Beyond the values above, every user-controlled label value is
normalized to a bounded set, so an unexpected Plex response can never
explode Prometheus cardinality: a value outside the documented set
becomes other and missing data becomes unknown. This covers
stream_type, media_type, location, subtitle_action, and the
resolution labels. An empty Plex subtitleDecision is reported as
subtitle_action="none".
The container includes an HTTP health endpoint (/api/health) and a CLI probe (/plex-exporter health) that checks a /tmp/.healthy marker file written once the HTTP server is listening — no shell, HTTP client, or open port required. The container exits (and Docker restarts it) only when the initial Plex connection fails with a non-recoverable error — a bad token or other 4xx (except 408 and 429), the wrong server (404), or a TLS/certificate misconfiguration — or when the metrics server fails to start. A transient initial failure (DNS, dial, timeout, a 408 or 429 rate-limit/timeout response, or a 5xx from a Plex that is still starting up) instead brings the exporter up in a degraded-but-healthy state: it binds /metrics, reports plex_http_reachable=0, and recovers automatically once Plex is reachable again.
No vulnerabilities found. All scans clean.
| Tool | Result |
|---|---|
| govulncheck | No vulnerabilities in call graph |
| golangci-lint (gosec, gocritic) | 0 issues |
| trivy | 0 vulnerabilities (distroless base) |
| grype | 0 vulnerabilities |
| gitleaks | No secrets detected |
| semgrep | 2 info (false positives) |
| hadolint | Clean |
Connects outbound to Plex only. The /metrics endpoint serves
read-only Prometheus data (standard for internal exporters).
PLEX_TOKEN is never logged or exposed in metrics.
Details for advanced users: Plex response bodies capped at
10 MB via io.LimitReader. All HTTP clients use explicit 10s
timeouts; the metrics server sets ReadHeaderTimeout,
ReadTimeout, WriteTimeout, IdleTimeout, and
MaxHeaderBytes (1 MB). Rating keys validated via
strconv.Atoi before URL construction. Explicit
MinVersion: tls.VersionTLS12 set on TLS config.

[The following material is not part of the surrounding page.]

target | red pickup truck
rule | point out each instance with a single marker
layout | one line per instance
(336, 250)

All dependencies are updated automatically via Renovate and pinned by digest or version for reproducibility.
| Dependency | Source |
|---|---|
| golang | Go |
| gcr.io/distroless/static | Distroless |
| github.com/prometheus/client_golang | GitHub |
| github.com/prometheus/client_model | GitHub |
| golang.org/x/sync | Go stdlib |
| pgregory.net/rapid | pkg.go.dev |
This is an original tool building on the Grafana Hackathon 2022 prometheus-plex-exporter lineage: the @jsclayton post-hackathon fork and the actively maintained @timothystewart6 fork. It also uses the Plex Media Server API and prometheus/client_golang.
Issues and pull requests are welcome. Please open an issue first for larger changes so the approach can be discussed before implementation.
This project is built with care and follows security best practices, but it is intended for personal / self-hosted use. No guarantees of fitness for production environments. Use at your own risk.
This project was built with AI-assisted tooling using Claude Opus and Kiro. The human maintainer defines architecture, supervises implementation, and makes all final decisions.
This project is licensed under the GNU General Public License v3.0.